Although this research identified some specific and crucial decisions in which women wanted to be involved, such us undergoing an induction or the methods of pain management to use, more research is needed to define which decisions are the most important for women to participate in, also taking into account professionals’ perspectives. Moreover, further research should include women with lower socio-economic status, different origins, and mental or physical disabilities and take into account partners’ views and their experiences of involvement in SDM during childbirth. Furthermore, individual interviews with women would provide deeper insights on women’s narratives and would overcome possible effects of peer pressure. These findings should help to rethink birth plans and increase their real-world value. Besides, this information would facilitate the development, implementation, and evaluation of appropriately contextualised interventions to truly promote women’s participation in SDM during hospital childbirth.

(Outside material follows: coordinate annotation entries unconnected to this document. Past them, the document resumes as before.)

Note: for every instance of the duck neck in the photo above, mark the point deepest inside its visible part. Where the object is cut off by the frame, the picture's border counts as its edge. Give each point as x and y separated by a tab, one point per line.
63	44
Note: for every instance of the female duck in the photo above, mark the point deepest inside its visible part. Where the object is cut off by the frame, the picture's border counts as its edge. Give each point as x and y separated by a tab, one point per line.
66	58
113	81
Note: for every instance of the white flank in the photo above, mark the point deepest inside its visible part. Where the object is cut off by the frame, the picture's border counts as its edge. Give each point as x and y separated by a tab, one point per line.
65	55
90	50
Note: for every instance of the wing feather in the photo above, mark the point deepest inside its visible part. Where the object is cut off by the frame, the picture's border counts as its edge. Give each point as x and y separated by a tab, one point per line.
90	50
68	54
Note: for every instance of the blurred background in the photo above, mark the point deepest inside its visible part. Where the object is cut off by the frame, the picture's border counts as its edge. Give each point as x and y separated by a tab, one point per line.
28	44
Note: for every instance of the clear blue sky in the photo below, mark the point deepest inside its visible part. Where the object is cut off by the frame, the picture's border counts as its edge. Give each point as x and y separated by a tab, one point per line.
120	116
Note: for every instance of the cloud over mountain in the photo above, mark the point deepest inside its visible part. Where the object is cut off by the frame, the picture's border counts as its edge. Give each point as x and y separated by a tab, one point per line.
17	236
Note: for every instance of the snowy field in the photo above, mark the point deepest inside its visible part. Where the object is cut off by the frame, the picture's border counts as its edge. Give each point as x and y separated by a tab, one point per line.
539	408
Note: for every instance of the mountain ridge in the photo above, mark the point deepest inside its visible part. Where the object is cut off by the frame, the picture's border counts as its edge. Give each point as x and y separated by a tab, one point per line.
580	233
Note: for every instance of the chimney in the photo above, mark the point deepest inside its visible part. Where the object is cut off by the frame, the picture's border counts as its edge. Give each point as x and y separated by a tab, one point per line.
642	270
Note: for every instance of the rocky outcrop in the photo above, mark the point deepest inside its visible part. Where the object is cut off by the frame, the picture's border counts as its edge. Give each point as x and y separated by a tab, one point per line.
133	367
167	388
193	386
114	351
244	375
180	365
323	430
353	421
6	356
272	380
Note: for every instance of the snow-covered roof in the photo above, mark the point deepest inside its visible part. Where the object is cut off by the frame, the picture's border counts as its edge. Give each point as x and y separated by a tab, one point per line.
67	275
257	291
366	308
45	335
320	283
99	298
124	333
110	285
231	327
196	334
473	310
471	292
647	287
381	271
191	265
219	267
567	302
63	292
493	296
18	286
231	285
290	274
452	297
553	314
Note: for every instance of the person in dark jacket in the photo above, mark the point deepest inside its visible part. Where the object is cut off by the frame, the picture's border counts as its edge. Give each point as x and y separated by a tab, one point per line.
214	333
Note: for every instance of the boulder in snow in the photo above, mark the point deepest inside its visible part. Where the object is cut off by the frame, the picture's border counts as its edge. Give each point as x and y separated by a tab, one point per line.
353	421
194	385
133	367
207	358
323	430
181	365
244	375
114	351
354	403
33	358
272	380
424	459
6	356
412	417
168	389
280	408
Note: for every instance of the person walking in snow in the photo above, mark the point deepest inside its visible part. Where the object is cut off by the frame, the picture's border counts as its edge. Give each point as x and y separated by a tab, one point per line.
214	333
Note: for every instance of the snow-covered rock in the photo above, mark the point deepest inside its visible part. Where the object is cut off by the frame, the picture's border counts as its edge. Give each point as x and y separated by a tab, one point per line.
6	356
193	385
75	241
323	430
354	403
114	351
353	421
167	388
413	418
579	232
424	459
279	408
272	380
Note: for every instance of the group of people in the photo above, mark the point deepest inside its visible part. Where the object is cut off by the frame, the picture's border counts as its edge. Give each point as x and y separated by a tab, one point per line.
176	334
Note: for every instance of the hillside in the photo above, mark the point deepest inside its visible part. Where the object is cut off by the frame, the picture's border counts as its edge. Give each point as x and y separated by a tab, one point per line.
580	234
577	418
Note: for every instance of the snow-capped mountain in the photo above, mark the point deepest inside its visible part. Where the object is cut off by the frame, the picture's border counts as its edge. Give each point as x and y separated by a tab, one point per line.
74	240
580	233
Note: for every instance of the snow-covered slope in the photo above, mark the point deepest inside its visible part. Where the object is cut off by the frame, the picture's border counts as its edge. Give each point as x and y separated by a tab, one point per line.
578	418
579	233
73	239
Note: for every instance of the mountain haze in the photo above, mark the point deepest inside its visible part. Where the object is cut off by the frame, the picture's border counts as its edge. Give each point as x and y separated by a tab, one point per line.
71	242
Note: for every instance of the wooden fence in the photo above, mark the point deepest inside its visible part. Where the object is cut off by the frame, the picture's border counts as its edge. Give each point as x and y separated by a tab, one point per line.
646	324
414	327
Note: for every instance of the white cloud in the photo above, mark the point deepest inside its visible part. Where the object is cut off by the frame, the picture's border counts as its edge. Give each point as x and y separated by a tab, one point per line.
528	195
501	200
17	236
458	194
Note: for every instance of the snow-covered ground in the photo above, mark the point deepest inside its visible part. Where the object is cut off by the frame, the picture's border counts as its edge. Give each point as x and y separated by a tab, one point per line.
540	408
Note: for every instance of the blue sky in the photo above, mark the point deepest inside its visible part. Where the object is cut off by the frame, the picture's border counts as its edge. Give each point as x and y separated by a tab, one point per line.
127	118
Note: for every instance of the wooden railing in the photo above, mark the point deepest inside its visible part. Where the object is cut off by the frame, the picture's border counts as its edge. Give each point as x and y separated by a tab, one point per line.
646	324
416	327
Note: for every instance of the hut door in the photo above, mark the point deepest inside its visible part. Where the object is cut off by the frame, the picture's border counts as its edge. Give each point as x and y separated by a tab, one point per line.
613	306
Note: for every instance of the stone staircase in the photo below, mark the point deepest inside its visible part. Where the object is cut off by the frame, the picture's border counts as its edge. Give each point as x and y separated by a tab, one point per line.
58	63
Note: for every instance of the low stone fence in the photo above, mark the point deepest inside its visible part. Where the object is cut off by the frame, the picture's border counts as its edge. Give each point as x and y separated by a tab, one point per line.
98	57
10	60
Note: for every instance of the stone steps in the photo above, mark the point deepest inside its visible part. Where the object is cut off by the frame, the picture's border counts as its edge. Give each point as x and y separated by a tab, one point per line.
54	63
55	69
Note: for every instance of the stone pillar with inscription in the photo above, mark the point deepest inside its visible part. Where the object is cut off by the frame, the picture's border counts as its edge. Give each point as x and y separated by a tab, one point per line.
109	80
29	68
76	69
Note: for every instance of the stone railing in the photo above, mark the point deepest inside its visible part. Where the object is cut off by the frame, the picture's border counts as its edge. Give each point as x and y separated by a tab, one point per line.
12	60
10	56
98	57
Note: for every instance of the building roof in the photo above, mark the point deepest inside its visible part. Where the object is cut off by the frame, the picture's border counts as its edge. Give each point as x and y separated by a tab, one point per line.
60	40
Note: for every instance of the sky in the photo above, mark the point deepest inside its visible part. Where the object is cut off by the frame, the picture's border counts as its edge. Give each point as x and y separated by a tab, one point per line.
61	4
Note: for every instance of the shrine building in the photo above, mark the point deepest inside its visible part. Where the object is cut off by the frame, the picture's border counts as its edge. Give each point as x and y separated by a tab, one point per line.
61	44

Implications for policy and practice

Clinical implications of this work include the need to develop strategies to promote women’s participation in SDM, such as improving the use of birth plans and the further development of other communication tools. When given the opportunity to complete a birth plan, women and their families may form expectations about participation and involvement. However, according to the participants, the use of birth plans thus far amounts to mere procedure, with no clinical significance. Health professionals could explore birth plans as a tool to further involve women, and help them to revisit decisions if the childbirth takes a different course. Furthermore, birth plans could be complemented with the use of other communication tools, such as patient decision aids [63]. Additionally, in the context of this study, birth plans were not amended for women with high-risk pregnancies. Promoting means of participation for women diagnosed with high-risk pregnancies should be a priority, considering the demographic characteristics of the pregnant women population in Spain [64]. Policy-makers should foster the implementation and evaluation of interventions to promote women’s participation in SDM during childbirth, which would include training programmes and changes in organisational models to trigger an ideological shift from paternalistic healthcare to an increasingly participation-based healthcare.

Conclusions

This study has shown that women who were willing to take an active role in SDM during hospital childbirth faced difficulties in doing so. The information needed to take an active role during childbirth was perceived as missing or given to women at an inappropriate time. Potential improvements identified as enablers of women’s participation were having a mutually respectful relationship with their care providers, the support of partners and other members of the family, and receiving continuity of a coordinated and personalised perinatal care. Enhancing women’s participation requires the acquisition of skills by health professionals and women and the development, implementation, and evaluation of interventions to facilitate women’s engagement in SDM.